The success of an online service with millions of users worldwide, and an interactive audience of several thousand, depends on a well architected and engineered software platform. Our engineering team has recently updated the software stack we use to build and deploy back-end (JVM-based) services for such an online service. In this post I share the choices we made, as well as some of the background (motivation behind the project, benefits we were looking to gain). This might help if you’re undertaking a similar strategic review and update of the software stack and deployment approach for your back-end services in the near future.
From its early days (over 5 years ago) our platform has been distributed, and based on what could be described as a lightweight service-oriented architecture. We have multiple back-end services, each responsible for supporting a chunk of the platform’s functionality. They provide a centralised implementation of business rules and manage access to a repository that masters the subset of the domain entities owned by the service. The services expose their functionality and provide access to (distribute) their data via RESTful web services (XML or JSON over HTTP). The architecture is lightweight from the perspective that we don’t currently use many of the features commonly described for SOA, e.g. service discovery. The implementation of the architecture has not been without its troubles (e.g. sizing of the services, and the APIs never seeming to be perfect or complete) but fundamentally it has served us well as the platform has grown and matured.
The (largely open-source) software we’ve used to build our platform has always evolved to meet the changing needs and priorities of the business as it has grown and matured. But, for one reason and another, the stack we were using to build, deploy and run our existing services had not been updated for several years.
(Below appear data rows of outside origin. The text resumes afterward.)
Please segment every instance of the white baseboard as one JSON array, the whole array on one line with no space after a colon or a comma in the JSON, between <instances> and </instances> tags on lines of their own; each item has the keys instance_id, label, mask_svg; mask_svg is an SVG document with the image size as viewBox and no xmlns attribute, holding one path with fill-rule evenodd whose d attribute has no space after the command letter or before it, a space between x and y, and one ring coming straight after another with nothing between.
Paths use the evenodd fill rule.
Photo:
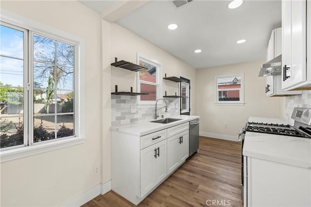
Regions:
<instances>
[{"instance_id":1,"label":"white baseboard","mask_svg":"<svg viewBox=\"0 0 311 207\"><path fill-rule=\"evenodd\" d=\"M109 180L104 184L101 184L101 194L104 195L111 190L111 180Z\"/></svg>"},{"instance_id":2,"label":"white baseboard","mask_svg":"<svg viewBox=\"0 0 311 207\"><path fill-rule=\"evenodd\" d=\"M208 132L200 132L200 136L207 137L211 138L216 138L221 139L228 140L230 141L238 141L238 136L230 136L229 135L220 135L218 134L209 133Z\"/></svg>"},{"instance_id":3,"label":"white baseboard","mask_svg":"<svg viewBox=\"0 0 311 207\"><path fill-rule=\"evenodd\" d=\"M101 186L99 184L63 204L61 207L80 207L101 194Z\"/></svg>"}]
</instances>

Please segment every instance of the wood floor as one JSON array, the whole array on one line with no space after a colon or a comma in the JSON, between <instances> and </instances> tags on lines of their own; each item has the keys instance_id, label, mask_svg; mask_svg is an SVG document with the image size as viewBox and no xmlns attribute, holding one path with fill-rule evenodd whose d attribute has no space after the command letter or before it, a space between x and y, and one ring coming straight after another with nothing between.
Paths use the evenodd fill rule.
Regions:
<instances>
[{"instance_id":1,"label":"wood floor","mask_svg":"<svg viewBox=\"0 0 311 207\"><path fill-rule=\"evenodd\" d=\"M241 144L200 137L199 149L138 206L242 207ZM110 191L83 206L135 206Z\"/></svg>"}]
</instances>

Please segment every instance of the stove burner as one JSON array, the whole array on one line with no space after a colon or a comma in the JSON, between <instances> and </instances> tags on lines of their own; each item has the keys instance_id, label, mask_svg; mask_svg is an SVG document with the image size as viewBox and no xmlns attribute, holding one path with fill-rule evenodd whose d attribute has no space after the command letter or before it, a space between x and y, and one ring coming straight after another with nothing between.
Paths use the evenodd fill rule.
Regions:
<instances>
[{"instance_id":1,"label":"stove burner","mask_svg":"<svg viewBox=\"0 0 311 207\"><path fill-rule=\"evenodd\" d=\"M248 122L246 124L246 131L292 137L306 137L303 133L291 127L288 124Z\"/></svg>"}]
</instances>

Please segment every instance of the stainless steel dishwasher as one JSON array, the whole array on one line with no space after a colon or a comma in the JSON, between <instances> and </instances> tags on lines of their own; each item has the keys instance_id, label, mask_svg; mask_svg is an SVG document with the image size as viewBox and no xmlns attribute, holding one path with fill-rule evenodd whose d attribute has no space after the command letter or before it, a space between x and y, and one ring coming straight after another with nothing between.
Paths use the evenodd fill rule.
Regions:
<instances>
[{"instance_id":1,"label":"stainless steel dishwasher","mask_svg":"<svg viewBox=\"0 0 311 207\"><path fill-rule=\"evenodd\" d=\"M199 119L190 121L189 130L189 156L199 150Z\"/></svg>"}]
</instances>

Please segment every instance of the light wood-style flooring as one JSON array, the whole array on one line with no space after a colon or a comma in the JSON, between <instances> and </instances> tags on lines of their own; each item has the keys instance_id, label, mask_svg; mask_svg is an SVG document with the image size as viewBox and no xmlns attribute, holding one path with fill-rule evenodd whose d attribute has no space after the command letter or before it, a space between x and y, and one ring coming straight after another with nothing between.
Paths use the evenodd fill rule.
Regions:
<instances>
[{"instance_id":1,"label":"light wood-style flooring","mask_svg":"<svg viewBox=\"0 0 311 207\"><path fill-rule=\"evenodd\" d=\"M189 158L138 206L242 207L241 165L240 143L200 137L199 153ZM213 200L218 205L211 205ZM112 190L83 206L132 206Z\"/></svg>"}]
</instances>

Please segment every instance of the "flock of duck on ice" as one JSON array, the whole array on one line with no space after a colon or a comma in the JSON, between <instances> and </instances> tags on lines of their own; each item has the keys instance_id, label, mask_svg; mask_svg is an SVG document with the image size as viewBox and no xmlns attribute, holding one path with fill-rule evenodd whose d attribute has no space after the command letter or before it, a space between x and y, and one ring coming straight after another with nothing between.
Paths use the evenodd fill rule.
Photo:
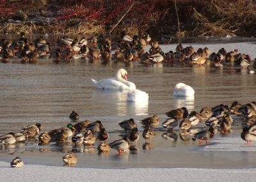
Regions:
<instances>
[{"instance_id":1,"label":"flock of duck on ice","mask_svg":"<svg viewBox=\"0 0 256 182\"><path fill-rule=\"evenodd\" d=\"M47 34L29 40L22 32L19 39L12 42L2 38L0 42L1 61L9 63L10 58L20 58L22 63L34 63L38 58L50 57L53 61L60 63L85 58L91 61L100 59L102 62L139 61L146 64L184 63L221 66L228 64L248 68L252 72L256 69L256 61L252 61L249 55L239 52L238 49L227 52L224 48L221 48L218 52L211 54L207 47L196 50L193 46L183 47L182 44L179 44L175 51L163 52L159 42L152 40L147 33L141 37L134 35L131 38L123 31L120 37L115 41L102 34L96 34L90 38L83 36L74 39L63 36L57 39L57 48L54 51L52 51L51 45L45 37ZM165 45L171 41L172 37L168 34L161 38L161 42ZM148 45L150 45L148 52L145 51Z\"/></svg>"},{"instance_id":2,"label":"flock of duck on ice","mask_svg":"<svg viewBox=\"0 0 256 182\"><path fill-rule=\"evenodd\" d=\"M163 36L161 40L164 43L169 43L171 38L168 36ZM88 46L88 42L91 46ZM151 42L149 53L145 52L145 47ZM183 48L181 44L177 46L176 51L170 51L163 53L156 41L151 41L148 34L139 38L134 36L131 38L125 33L122 37L115 43L111 42L109 37L95 36L90 39L84 37L80 40L78 38L70 39L66 36L57 40L58 48L56 51L51 52L51 44L46 42L44 37L40 37L34 42L29 42L24 37L24 34L20 34L19 40L10 43L7 40L2 39L0 43L1 60L3 63L10 61L10 58L22 58L22 63L33 63L40 56L47 54L51 54L55 61L67 61L70 59L77 59L86 56L88 59L95 60L100 57L102 60L111 60L112 56L116 60L124 61L134 61L140 59L143 63L180 63L187 62L198 65L209 64L220 66L221 63L234 63L241 68L249 68L251 63L250 56L238 53L237 50L227 52L221 48L217 53L212 53L207 47L199 49L195 51L192 46ZM113 47L115 47L114 49ZM115 50L112 55L113 50ZM110 57L109 57L110 56ZM208 57L209 56L209 57ZM252 68L256 68L256 64ZM127 91L128 102L147 102L148 95L144 91L136 89L136 85L127 80L127 72L121 68L116 72L114 78L104 79L97 81L92 79L97 89L118 89ZM177 84L174 87L173 95L191 96L195 94L194 89L189 86L183 83ZM170 118L164 121L162 126L172 132L174 127L179 126L184 133L188 133L191 127L198 123L204 121L207 126L198 132L190 133L193 139L199 139L209 142L210 139L214 135L218 128L221 133L230 131L233 123L232 115L236 114L241 118L241 122L246 124L241 132L241 139L250 144L256 140L256 102L241 104L234 102L230 107L220 104L213 107L205 107L200 112L192 111L190 113L186 107L173 109L166 112ZM79 115L73 111L70 118L77 120ZM154 115L140 121L145 126L142 136L146 140L150 141L154 137L154 128L159 123L159 118ZM96 140L100 143L98 149L100 152L109 152L110 148L116 149L120 153L131 149L131 143L137 142L140 138L137 125L132 118L119 123L120 126L125 130L129 131L127 137L113 141L106 142L109 138L108 132L100 121L91 123L88 120L77 123L76 125L68 124L67 126L54 129L49 132L40 132L41 125L27 126L22 128L20 132L13 132L4 134L0 137L0 142L3 145L13 144L17 142L25 142L29 137L38 137L40 143L47 143L50 141L64 141L68 138L76 145L84 144L92 145ZM63 157L64 163L74 164L77 162L77 157L74 153L68 153ZM17 156L11 162L13 167L23 166L20 158Z\"/></svg>"}]
</instances>

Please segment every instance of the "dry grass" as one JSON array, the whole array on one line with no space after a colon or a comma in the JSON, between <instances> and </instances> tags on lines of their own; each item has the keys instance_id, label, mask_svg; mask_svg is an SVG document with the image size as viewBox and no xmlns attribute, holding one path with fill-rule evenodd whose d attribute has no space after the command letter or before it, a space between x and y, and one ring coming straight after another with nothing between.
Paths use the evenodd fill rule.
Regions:
<instances>
[{"instance_id":1,"label":"dry grass","mask_svg":"<svg viewBox=\"0 0 256 182\"><path fill-rule=\"evenodd\" d=\"M147 31L150 34L170 33L177 36L256 36L256 5L253 0L65 0L54 4L62 14L42 24L6 23L18 10L47 10L36 0L7 3L0 0L0 32L28 33L118 34L125 30L131 35ZM64 3L63 3L64 2ZM63 5L63 4L64 5ZM24 4L26 4L24 6Z\"/></svg>"}]
</instances>

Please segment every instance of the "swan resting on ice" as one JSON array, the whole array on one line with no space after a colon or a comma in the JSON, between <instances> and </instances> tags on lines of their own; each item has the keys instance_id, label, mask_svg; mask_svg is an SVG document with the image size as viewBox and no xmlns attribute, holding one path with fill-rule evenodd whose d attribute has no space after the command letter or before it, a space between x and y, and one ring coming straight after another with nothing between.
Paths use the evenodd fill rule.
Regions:
<instances>
[{"instance_id":1,"label":"swan resting on ice","mask_svg":"<svg viewBox=\"0 0 256 182\"><path fill-rule=\"evenodd\" d=\"M127 93L127 102L148 102L148 95L139 89L130 91Z\"/></svg>"},{"instance_id":2,"label":"swan resting on ice","mask_svg":"<svg viewBox=\"0 0 256 182\"><path fill-rule=\"evenodd\" d=\"M127 80L127 72L123 68L119 69L117 71L115 78L102 79L99 82L92 79L92 81L98 89L119 90L136 89L135 84Z\"/></svg>"},{"instance_id":3,"label":"swan resting on ice","mask_svg":"<svg viewBox=\"0 0 256 182\"><path fill-rule=\"evenodd\" d=\"M182 96L193 96L195 90L189 86L179 83L174 87L173 95Z\"/></svg>"}]
</instances>

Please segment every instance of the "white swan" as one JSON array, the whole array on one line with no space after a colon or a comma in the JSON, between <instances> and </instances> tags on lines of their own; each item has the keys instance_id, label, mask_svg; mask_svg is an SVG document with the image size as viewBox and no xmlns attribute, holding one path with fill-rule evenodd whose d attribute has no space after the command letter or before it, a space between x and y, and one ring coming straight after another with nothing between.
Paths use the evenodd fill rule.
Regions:
<instances>
[{"instance_id":1,"label":"white swan","mask_svg":"<svg viewBox=\"0 0 256 182\"><path fill-rule=\"evenodd\" d=\"M125 79L124 79L122 77L124 77ZM121 68L117 71L115 78L102 79L99 82L92 79L92 81L99 89L119 90L136 89L135 84L131 82L127 81L127 72Z\"/></svg>"},{"instance_id":2,"label":"white swan","mask_svg":"<svg viewBox=\"0 0 256 182\"><path fill-rule=\"evenodd\" d=\"M132 91L130 91L127 93L127 100L128 102L148 102L148 95L145 91L142 91L139 89L135 89Z\"/></svg>"},{"instance_id":3,"label":"white swan","mask_svg":"<svg viewBox=\"0 0 256 182\"><path fill-rule=\"evenodd\" d=\"M179 83L174 87L174 96L192 96L194 94L195 90L191 86L183 83Z\"/></svg>"}]
</instances>

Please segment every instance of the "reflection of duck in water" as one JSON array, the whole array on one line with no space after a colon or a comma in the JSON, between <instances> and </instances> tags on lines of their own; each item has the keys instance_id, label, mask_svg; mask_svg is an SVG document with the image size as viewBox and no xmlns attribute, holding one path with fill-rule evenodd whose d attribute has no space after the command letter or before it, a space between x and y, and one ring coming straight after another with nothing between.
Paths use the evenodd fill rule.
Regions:
<instances>
[{"instance_id":1,"label":"reflection of duck in water","mask_svg":"<svg viewBox=\"0 0 256 182\"><path fill-rule=\"evenodd\" d=\"M148 140L150 142L151 142L151 139L153 138L154 134L154 131L150 127L147 127L143 130L142 137L146 139L146 141Z\"/></svg>"},{"instance_id":2,"label":"reflection of duck in water","mask_svg":"<svg viewBox=\"0 0 256 182\"><path fill-rule=\"evenodd\" d=\"M103 142L98 146L98 150L99 152L108 153L110 151L109 144L107 142Z\"/></svg>"},{"instance_id":3,"label":"reflection of duck in water","mask_svg":"<svg viewBox=\"0 0 256 182\"><path fill-rule=\"evenodd\" d=\"M127 137L124 137L121 139L116 140L109 144L109 146L117 150L119 153L122 153L123 151L129 150L131 146L131 142Z\"/></svg>"},{"instance_id":4,"label":"reflection of duck in water","mask_svg":"<svg viewBox=\"0 0 256 182\"><path fill-rule=\"evenodd\" d=\"M73 110L69 115L69 118L74 120L78 120L78 119L79 119L79 115L77 114L77 112Z\"/></svg>"},{"instance_id":5,"label":"reflection of duck in water","mask_svg":"<svg viewBox=\"0 0 256 182\"><path fill-rule=\"evenodd\" d=\"M10 145L15 142L16 142L15 135L12 132L0 136L1 144Z\"/></svg>"},{"instance_id":6,"label":"reflection of duck in water","mask_svg":"<svg viewBox=\"0 0 256 182\"><path fill-rule=\"evenodd\" d=\"M162 126L167 128L170 131L172 131L175 127L179 125L178 120L175 118L168 118L162 124Z\"/></svg>"},{"instance_id":7,"label":"reflection of duck in water","mask_svg":"<svg viewBox=\"0 0 256 182\"><path fill-rule=\"evenodd\" d=\"M177 135L177 133L173 132L164 133L163 133L162 137L172 142L176 142L177 140L178 139L178 135Z\"/></svg>"},{"instance_id":8,"label":"reflection of duck in water","mask_svg":"<svg viewBox=\"0 0 256 182\"><path fill-rule=\"evenodd\" d=\"M199 144L201 144L202 140L205 140L205 144L208 144L209 141L214 136L214 129L212 127L210 127L207 129L202 130L195 134L193 134L192 139L195 140L199 139Z\"/></svg>"},{"instance_id":9,"label":"reflection of duck in water","mask_svg":"<svg viewBox=\"0 0 256 182\"><path fill-rule=\"evenodd\" d=\"M24 166L24 162L19 156L17 156L11 162L10 165L12 167L22 167Z\"/></svg>"},{"instance_id":10,"label":"reflection of duck in water","mask_svg":"<svg viewBox=\"0 0 256 182\"><path fill-rule=\"evenodd\" d=\"M84 134L84 143L88 146L93 145L96 141L96 137L93 135L91 130L88 130Z\"/></svg>"},{"instance_id":11,"label":"reflection of duck in water","mask_svg":"<svg viewBox=\"0 0 256 182\"><path fill-rule=\"evenodd\" d=\"M70 165L77 162L77 156L74 153L68 153L62 157L65 163Z\"/></svg>"},{"instance_id":12,"label":"reflection of duck in water","mask_svg":"<svg viewBox=\"0 0 256 182\"><path fill-rule=\"evenodd\" d=\"M156 115L145 118L140 121L141 124L146 126L157 127L159 124L159 118Z\"/></svg>"},{"instance_id":13,"label":"reflection of duck in water","mask_svg":"<svg viewBox=\"0 0 256 182\"><path fill-rule=\"evenodd\" d=\"M180 121L179 128L184 132L188 132L188 130L191 127L191 122L188 118L185 118Z\"/></svg>"},{"instance_id":14,"label":"reflection of duck in water","mask_svg":"<svg viewBox=\"0 0 256 182\"><path fill-rule=\"evenodd\" d=\"M184 142L188 142L190 140L191 136L189 132L180 132L179 135L180 136L180 140Z\"/></svg>"},{"instance_id":15,"label":"reflection of duck in water","mask_svg":"<svg viewBox=\"0 0 256 182\"><path fill-rule=\"evenodd\" d=\"M47 143L51 139L50 135L47 132L43 132L38 136L38 140L40 143Z\"/></svg>"},{"instance_id":16,"label":"reflection of duck in water","mask_svg":"<svg viewBox=\"0 0 256 182\"><path fill-rule=\"evenodd\" d=\"M118 123L118 125L122 128L125 130L131 130L137 127L137 125L135 123L133 118L120 121Z\"/></svg>"}]
</instances>

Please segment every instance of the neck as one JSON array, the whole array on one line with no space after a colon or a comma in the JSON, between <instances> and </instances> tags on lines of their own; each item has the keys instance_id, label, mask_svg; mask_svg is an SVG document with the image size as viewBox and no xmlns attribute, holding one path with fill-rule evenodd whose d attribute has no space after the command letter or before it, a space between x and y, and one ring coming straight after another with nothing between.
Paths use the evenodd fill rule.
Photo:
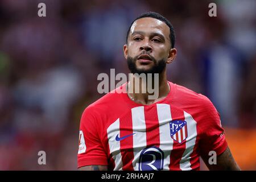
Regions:
<instances>
[{"instance_id":1,"label":"neck","mask_svg":"<svg viewBox=\"0 0 256 182\"><path fill-rule=\"evenodd\" d=\"M134 102L150 105L166 97L170 92L166 78L166 70L158 76L143 77L142 75L130 74L127 84L127 94Z\"/></svg>"}]
</instances>

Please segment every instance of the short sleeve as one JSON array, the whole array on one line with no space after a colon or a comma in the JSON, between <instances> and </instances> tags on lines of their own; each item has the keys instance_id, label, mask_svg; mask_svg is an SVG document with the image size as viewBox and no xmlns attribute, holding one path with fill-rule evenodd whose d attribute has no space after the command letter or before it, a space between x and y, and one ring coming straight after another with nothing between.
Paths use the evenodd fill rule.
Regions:
<instances>
[{"instance_id":1,"label":"short sleeve","mask_svg":"<svg viewBox=\"0 0 256 182\"><path fill-rule=\"evenodd\" d=\"M199 147L201 156L208 156L214 151L217 155L223 153L228 147L224 129L221 126L220 115L213 104L206 97L204 111L200 121Z\"/></svg>"},{"instance_id":2,"label":"short sleeve","mask_svg":"<svg viewBox=\"0 0 256 182\"><path fill-rule=\"evenodd\" d=\"M107 155L98 135L97 116L92 108L86 108L82 114L79 131L77 167L108 165Z\"/></svg>"}]
</instances>

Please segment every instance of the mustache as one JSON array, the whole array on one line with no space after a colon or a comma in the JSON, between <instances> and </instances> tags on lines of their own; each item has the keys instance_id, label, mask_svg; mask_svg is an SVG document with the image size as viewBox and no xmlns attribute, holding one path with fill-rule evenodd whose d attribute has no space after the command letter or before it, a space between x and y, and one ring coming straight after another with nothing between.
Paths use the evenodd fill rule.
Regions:
<instances>
[{"instance_id":1,"label":"mustache","mask_svg":"<svg viewBox=\"0 0 256 182\"><path fill-rule=\"evenodd\" d=\"M138 55L138 56L137 56L135 57L135 60L137 60L138 58L139 58L139 56L141 56L142 55L147 55L147 56L148 56L149 57L150 57L150 59L151 59L152 61L153 61L154 63L156 62L156 60L155 60L155 57L154 57L153 56L151 56L148 53L147 53L147 52L142 52L142 53L141 53L141 54L140 54L139 55Z\"/></svg>"}]
</instances>

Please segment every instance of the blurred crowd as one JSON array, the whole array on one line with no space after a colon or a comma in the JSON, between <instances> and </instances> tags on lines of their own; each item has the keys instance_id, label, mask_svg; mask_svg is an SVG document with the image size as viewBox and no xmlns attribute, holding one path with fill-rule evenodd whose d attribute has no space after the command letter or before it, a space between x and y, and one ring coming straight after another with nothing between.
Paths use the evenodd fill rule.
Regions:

In the intervening period some major advances had been made in programming languages, application frameworks, APIs, and tools, which we weren’t taking advantage of.
2) Current Stack, Packaging and Deployment
Application Software Stack
Our existing back-end services run on the JVM and are all built using Java, on top of a consistent application software stack, a logical view of which is shown below –
Services depend primarily on Spring (3.x) to provide the application framework – plumbing and cross cutting concerns such as dependency injection (DI) and transaction management, and a consistent programming model (design patterns and APIs). Spring MVC provides the framework for all our RESTful web services, with it’s excellent counterpart RestTemplate also simplifying the consumption of REST APIs.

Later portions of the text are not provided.